(2)
自分の手で命を奪っておいて、態とらしく気遣った上でアズウを貶める発言をされたなら、シエラは「人が来ている間は絶対に物音を立てるな」という言いつけすら忘れて怒鳴り付けていた。
「ふざけるな! あんたがミューズを殺したくせに! ヒューズさん! そいつの言っていることを信じちゃいけない! そいつが犯人よ!」
あらん限りの声で叫んだ。そして、耳を済ませた。ヒューズの反応を伺うために。
しかし、やって来たのは怒りの形相を浮かべたケルンだった。
ケルンは小声で怒鳴りつけながら、シエラを暴行した。シエラは声も出ないほど痛めつけられた。一瞬意識も失った。だが、その耳にはハッキリと聞こえた。

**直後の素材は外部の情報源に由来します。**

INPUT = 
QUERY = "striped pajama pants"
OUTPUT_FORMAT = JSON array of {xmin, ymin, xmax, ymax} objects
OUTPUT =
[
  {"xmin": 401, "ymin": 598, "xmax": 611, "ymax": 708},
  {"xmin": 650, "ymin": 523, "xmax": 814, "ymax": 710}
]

「すみません。今心を病んでる患者を一人預かっているのですが、どうも興奮し出すとおかしなことを口走りまして。ええ。大丈夫ですよ。安定剤を打って来ましたから。心配には及びません。ええ。安心して下さい。何でしたらヒューズさんにも精神安定剤をお出ししますが……そうですか。大丈夫ですか。では奥様にも宜しく言って置いて下さい」
結局、上からの声は聞こえるが、こちらからの声は音としか通じないのだと理解して、シエラは涙を浮かべて意識を手放した。それが昨日のことだった。
窓一つない地下室。あるのはランプの明かり一つだけ。特に何かをする気も起きず、シエラは死んだように簡易ベッドに横たわっていた。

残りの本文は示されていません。